Expression and purification of recombinant GFAPs

For bacteria expression of GFAP, pET23b vector containing either WT or mutant GFAPs was transformed into the Escherichia coli BL21 pLysS strain (Agilent Technologies, Santa Clara, CA). Induction of recombinant protein overexpression was achieved by the addition of 0.5 mM Isopropyl 1-thio-β-d-galactopyranoside (IPTG) when the optical density (OD₅₉₅) reached 0.2. After incubation for an additional 4 h, bacteria were harvested by centrifugation at 6000 × g for 30 min at 4°C. Overexpressed GFAP formed inclusion bodies, which were prepared as described previously (Perng et al., 2006). The final pellets, consisting predominantly of GFAP, were extracted in urea buffer (6 M urea, 20 mM Tris-HCl [pH 8], 5 mM EDTA, and 1 mM phenylmethylsulfonyl fluoride [PMSF]) at 4°C overnight.
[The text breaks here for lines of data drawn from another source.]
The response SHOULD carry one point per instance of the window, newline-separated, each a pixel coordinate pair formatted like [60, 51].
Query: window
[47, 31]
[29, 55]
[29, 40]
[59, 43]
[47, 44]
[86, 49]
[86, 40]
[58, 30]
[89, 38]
After centrifugation at 80,000 × g for 20 min at 4°C, the urea-soluble fractions were treated with 0.05% (vol/vol) polyethyleneimine (PEI; Sigma-Aldrich, St. Louis, MO) to precipitate contaminating bacterial DNA. After centrifugation under the same conditions, GFAP in the supernatant was further purified by anion-exchange chromatography using an AKTAprime plus system (GE Healthcare, Chicago, IL). GFAP was eluted from a DEAE Sepharose (GE Healthcare) column with a linear gradient of 0–1 M NaCl in the urea buffer over 1 h at a flow rate of 1 ml/min. Column fractions were analyzed by SDS–PAGE followed by Coomassie brilliant blue staining, and those containing purified GFAP were pooled and stored at −80°C. The protein concentration was determined by bicinchoninic acid assay (BCA) assay (Thermo Fisher Scientific, Waltham, MA) using bovine serum albumin (BSA) as a standard.